Perdónanos, Goya (I). El complejo mundo del arte

Por Juan Carlos Ruiz Souza

El pasado mes de abril saltaron a todos los medios de comunicación los comentarios de dos especialistas de la Historia del Arte, Juliet Wilson-Bareau y Manuela Mena, en los que se ponía en tela de juicio la autoría de dos obras maestras, La lechera de Burdeos y El coloso, hasta ahora atribuidas al genial pintor aragonés de Fuendetodos, Francisco de Goya y Lucientes; a cambio, han preferido atribuírselas a su supuesta hija Rosario Weis, cuya obra conocida, por cierto muy mediocre, nada tiene que ver con los dos lienzos citados.

No es algo novedoso poner en entredicho la autenticidad de importantes obras de arte, ya que el estudio y la investigación pueden en ocasiones demostrar que tal lienzo no se debe a tal artista, o que, de la misma manera, una obra anónima encuentre su paternidad.

Como es lógico el tema del expertizaje de las obras de arte lleva consigo no pocos problemas, y más si tenemos en cuenta que sumas espectaculares de dinero pueden entrar en juego. Un simple comentario vertido por un especialista de renombre puede elevar el valor de una determinada obra como la espuma en una subasta, o por el contrario hundir su cotización. Es decir, son muchos los intereses, por parte de especialistas, vendedores y compradores, que se encierran detrás de las polémicas, que siempre envuelven al patrimonio artístico en general.

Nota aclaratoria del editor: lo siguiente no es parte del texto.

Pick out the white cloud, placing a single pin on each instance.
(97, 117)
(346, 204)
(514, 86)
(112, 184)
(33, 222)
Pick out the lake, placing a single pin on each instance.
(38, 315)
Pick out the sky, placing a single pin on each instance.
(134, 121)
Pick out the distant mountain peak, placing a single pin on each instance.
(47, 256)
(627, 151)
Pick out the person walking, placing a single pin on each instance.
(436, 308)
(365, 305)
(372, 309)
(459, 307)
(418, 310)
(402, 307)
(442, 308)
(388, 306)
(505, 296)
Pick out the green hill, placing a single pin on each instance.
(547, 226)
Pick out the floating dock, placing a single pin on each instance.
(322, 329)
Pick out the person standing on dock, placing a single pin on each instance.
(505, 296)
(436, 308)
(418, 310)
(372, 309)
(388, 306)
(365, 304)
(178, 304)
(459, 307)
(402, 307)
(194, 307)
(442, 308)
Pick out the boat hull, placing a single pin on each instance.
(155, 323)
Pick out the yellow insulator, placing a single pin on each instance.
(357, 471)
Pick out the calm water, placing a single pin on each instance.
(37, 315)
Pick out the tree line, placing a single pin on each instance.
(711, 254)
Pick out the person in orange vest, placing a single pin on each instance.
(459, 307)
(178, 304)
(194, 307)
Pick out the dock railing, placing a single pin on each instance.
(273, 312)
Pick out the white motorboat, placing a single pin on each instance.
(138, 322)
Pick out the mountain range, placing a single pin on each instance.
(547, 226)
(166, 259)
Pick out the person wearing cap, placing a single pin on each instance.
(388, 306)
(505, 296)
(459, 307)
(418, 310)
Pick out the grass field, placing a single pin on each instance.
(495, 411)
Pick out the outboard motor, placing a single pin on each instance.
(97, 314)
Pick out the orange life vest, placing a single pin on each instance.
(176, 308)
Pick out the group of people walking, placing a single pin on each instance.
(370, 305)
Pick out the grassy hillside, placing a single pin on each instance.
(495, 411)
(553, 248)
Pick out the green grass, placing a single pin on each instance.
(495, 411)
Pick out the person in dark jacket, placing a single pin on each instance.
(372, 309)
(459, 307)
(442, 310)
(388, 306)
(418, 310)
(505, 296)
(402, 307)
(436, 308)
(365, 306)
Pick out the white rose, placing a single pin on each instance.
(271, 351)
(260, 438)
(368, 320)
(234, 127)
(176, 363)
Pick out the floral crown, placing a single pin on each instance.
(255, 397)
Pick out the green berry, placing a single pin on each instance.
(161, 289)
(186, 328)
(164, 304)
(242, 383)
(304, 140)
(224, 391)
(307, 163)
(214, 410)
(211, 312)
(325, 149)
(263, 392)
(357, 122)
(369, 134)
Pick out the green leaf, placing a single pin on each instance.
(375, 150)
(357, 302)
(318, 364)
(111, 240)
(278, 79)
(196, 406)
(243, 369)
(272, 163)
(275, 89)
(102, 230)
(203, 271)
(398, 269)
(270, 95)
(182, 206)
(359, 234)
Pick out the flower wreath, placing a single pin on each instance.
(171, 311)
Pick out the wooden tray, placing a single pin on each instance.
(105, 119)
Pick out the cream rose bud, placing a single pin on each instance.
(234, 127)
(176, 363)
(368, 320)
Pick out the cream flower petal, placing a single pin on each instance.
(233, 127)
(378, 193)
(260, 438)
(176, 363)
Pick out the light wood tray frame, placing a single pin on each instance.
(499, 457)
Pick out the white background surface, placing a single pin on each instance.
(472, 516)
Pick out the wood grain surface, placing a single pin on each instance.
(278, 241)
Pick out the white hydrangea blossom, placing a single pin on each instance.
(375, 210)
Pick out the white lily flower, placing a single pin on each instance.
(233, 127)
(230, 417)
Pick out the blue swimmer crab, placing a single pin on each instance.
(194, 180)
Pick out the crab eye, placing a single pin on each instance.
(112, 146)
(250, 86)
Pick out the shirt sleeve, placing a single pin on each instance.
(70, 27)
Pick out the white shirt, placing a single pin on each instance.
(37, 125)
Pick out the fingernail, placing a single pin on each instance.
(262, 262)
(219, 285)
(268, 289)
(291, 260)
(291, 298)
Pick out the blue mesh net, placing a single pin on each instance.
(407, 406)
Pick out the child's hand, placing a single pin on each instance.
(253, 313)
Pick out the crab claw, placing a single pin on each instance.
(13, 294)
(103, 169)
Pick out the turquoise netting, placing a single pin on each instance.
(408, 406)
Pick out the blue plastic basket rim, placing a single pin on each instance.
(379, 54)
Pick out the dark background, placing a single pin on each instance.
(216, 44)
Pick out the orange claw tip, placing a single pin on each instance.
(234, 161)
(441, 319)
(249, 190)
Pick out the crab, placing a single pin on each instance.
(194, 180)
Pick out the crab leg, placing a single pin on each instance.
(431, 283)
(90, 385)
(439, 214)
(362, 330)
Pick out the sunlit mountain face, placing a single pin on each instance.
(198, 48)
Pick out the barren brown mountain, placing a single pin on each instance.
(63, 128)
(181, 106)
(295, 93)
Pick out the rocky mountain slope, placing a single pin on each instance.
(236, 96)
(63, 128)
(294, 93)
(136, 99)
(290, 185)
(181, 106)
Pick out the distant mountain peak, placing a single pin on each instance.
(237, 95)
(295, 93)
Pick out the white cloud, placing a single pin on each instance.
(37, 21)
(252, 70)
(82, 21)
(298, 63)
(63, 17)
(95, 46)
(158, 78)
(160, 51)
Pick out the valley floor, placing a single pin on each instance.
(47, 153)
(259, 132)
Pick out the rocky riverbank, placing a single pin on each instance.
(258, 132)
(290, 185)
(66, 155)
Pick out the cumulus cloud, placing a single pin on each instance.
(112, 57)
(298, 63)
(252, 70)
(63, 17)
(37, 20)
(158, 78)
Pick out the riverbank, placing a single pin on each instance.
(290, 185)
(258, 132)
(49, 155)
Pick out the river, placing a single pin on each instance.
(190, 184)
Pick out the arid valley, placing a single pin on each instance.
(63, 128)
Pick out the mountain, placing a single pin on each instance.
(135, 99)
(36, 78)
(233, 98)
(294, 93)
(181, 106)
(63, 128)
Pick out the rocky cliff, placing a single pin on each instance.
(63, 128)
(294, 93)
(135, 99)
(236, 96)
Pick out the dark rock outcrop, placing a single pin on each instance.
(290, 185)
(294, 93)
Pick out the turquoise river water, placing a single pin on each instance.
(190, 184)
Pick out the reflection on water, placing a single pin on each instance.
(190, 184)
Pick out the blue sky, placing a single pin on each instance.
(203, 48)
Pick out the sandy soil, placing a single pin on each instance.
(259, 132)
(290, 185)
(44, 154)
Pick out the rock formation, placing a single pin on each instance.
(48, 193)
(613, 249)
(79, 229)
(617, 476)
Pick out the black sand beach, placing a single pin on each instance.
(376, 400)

Si el cambio de atribución, o la demostración de que nos hallamos ante una falsificación, viene avalada por un estudio científico y serio, no debemos rasgarnos las vestiduras, ni cerrarnos a la evidencia. Otra cosa es crear una polémica sin fundamentos contundentes tal como ha sucedido con estas dos obras del genial pintor aragonés, cuya autoría ha sido defendida a capa y espada, tras el escándalo desatado, por los especialistas más importantes.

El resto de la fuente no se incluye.